Why do I see requests for foreign sites appearing in my log files?
An access_log entry showing this situation could look like this:
18.104.22.168 - - [25/Jul/2002:12:48:04 -0700] "GET http://www.yahoo.com/ HTTP/1.0" 200 1456
For this log line, the 200 code (second to last field in this example) indicates that the request was successful – but see below for an explanation of what “success” means in this situation.
This is usually the result of malicious clients trying to exploit open proxy servers to access a website without revealing their true location. They could be doing this to manipulate pay-per-click ad systems, to add comment or link-spam to someone else's site, or just to do something nasty without being detected.
It is important to prevent your server from being used as an open proxy to abuse other sites.
How can I prevent these requests from accessing the foreign server through my server?
First, if you don't need to run a proxy server, disable mod_proxy by commenting out its LoadModule line or setting ProxyRequests off in httpd.conf. Remember that disabling ProxyRequests does not prevent you from using a reverse proxy with the ProxyPass directive.
If you do need to have Apache act as a proxy server, be sure to secure your server by restricting access with a <Proxy> section in httpd.conf.
My server is properly configured not to proxy, so why is Apache returning a 200 (Success) status code?
That status code indicates that Apache successfully sent a response to the client, but not necessarily that the response was retrieved from the foreign website.
RFC2616 section 5.1.2 mandates that Apache must accept requests with absolute URLs in the request-URI, even for non-proxy requests. This means that even when proxying is turned off, Apache will accept requests that look like proxy requests. But instead of retrieving the content from the foreign site, Apache will serve the content at the corresponding location on your website. Since the hostname probably doesn't match a name for your site, Apache will look for the content on your default host.
In the above example, since www.yahoo.com is obviously not a valid virtual host on your system, Apache will serve the homepage content from your default (virtual) host. The size of the response (1456 in the above example) can be compared to the size of the corresponding page on your default site to confirm that the response was served locally and no proxying was involved.
But how can I be really sure that I am not allowing the abuse of other sites
You can try yourself to use your server as a proxy to access other sites and make sure that you get either a failure, or local content from your site. Among the ways to do this:
- Configure your browser to use your web server as its default proxy server and then try to request foreign sites. You should get only your own website content back in reply.
- Manually construct requests using telnet:
telnet yoursite.example.com 80 GET http://www.yahoo.com/ HTTP/1.1 Host: www.yahoo.com
Then press enter twice. If your server is properly configured, you should receive content from your own site and not Yahoo.
What about these strange CONNECT requests?
A variant of this problem is an access_log entry that looks like
22.214.171.124 - - [25/Jul/2002:12:48:04 -0700] "CONNECT smtp.example.com:25 HTTP/1.0" 200 1456
The CONNECT method is usually used to tunnel SSL requests through proxies.

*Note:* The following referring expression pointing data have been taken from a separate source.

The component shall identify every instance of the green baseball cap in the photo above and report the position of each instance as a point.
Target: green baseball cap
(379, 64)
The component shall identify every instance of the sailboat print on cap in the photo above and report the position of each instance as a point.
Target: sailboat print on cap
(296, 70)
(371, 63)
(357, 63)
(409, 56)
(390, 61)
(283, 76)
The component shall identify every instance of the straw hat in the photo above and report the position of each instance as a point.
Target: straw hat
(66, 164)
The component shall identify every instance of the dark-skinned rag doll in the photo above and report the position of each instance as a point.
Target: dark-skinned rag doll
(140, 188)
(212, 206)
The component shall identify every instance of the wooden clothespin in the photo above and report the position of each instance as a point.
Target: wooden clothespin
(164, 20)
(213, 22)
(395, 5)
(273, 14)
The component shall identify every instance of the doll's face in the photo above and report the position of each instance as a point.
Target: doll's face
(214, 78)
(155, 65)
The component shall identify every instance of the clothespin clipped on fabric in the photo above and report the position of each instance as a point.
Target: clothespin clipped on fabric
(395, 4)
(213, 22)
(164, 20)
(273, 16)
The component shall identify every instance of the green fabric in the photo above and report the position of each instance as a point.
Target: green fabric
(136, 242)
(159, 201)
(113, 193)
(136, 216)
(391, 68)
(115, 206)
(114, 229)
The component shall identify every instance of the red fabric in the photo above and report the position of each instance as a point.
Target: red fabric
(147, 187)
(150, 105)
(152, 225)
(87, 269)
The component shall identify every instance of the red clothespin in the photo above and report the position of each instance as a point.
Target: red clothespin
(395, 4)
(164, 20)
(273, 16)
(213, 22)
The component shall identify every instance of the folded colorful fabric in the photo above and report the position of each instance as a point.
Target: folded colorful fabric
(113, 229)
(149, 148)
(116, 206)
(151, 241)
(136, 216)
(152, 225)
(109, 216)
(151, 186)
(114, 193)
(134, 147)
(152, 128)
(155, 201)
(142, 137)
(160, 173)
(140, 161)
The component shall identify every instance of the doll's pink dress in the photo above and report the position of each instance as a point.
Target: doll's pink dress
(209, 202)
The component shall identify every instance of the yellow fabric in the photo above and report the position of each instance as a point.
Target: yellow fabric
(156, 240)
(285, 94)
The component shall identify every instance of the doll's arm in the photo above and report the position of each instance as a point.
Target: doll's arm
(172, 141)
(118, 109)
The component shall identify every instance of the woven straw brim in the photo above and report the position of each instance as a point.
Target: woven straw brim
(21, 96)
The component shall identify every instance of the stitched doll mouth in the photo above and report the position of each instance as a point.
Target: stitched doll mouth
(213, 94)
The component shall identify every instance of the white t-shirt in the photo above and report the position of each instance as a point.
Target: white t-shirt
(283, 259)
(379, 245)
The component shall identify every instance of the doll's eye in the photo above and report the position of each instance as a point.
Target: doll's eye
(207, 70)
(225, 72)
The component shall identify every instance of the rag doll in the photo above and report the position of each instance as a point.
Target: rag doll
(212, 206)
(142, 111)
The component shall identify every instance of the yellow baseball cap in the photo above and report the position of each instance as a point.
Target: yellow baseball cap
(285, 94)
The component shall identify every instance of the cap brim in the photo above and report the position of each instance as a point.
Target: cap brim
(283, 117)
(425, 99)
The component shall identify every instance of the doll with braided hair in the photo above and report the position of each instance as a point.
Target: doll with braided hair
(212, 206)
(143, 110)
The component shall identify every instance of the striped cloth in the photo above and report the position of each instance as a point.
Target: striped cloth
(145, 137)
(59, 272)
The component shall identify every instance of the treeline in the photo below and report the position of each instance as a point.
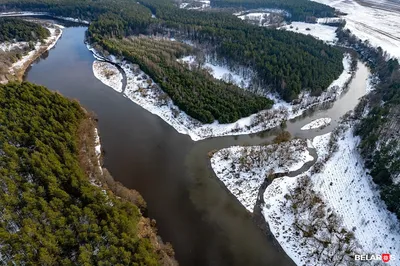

But in this case, the port 25 on the target shows us that someone is attempting to use our HTTP proxy to send mail (probably spam) to a foreign site.
Everything mentioned above applies equally to this case. But normally, as long as the proxy is disabled, Apache would respond to such requests with status code 405 (Method not allowed). The fact that a success status code is returned indicates that a third-party module is processing the CONNECT requests. The most likely culprit is php, which in its default configuration will accept all methods and treat them identically.
This isn't inherently a problem since php will handle the request locally and will not proxy to the foreign host. But it is still a good idea to configure php to accept only specific methods (using the php configuration setting http.allowed_methods) or have your php script reject requests for non-standard methods.
I don't like the idea of my server responding to requests for random hostnames, even if it serves local content. How can I deny these requests?
You can configure Apache to deny access to any host that isn't specifically configured by setting up a default virtual host:
NameVirtualHost *:80 <VirtualHost *:80> ServerName default.only <Location /> Order allow,deny Deny from all </Location> </VirtualHost> <VirtualHost *:80> ServerName realhost1.example.com ServerAlias alias1.example.com alias2.example.com DocumentRoot /path/to/site1 </VirtualHost>
See also the CanonicalHostNames recipe.
Can't I just drop these requests entirely?
Apache is an HTTP server and responds to HTTP requests with HTTP responses. It does not simply drop requests on the floor, since this would make it difficult to debug problems with client-server interactions.
If you really want to send no response at all, the third-party module mod_security is able to drop requests. But the savings in resource usage will be minuscule.
Unfortunately, even if your server is properly configured, you may see this type of exploit attempt recur. Since the offending client is usually itself a compromised computer (or a botnet), there is little that can be done to stop them beyond assuring that your site does not act as an open proxy.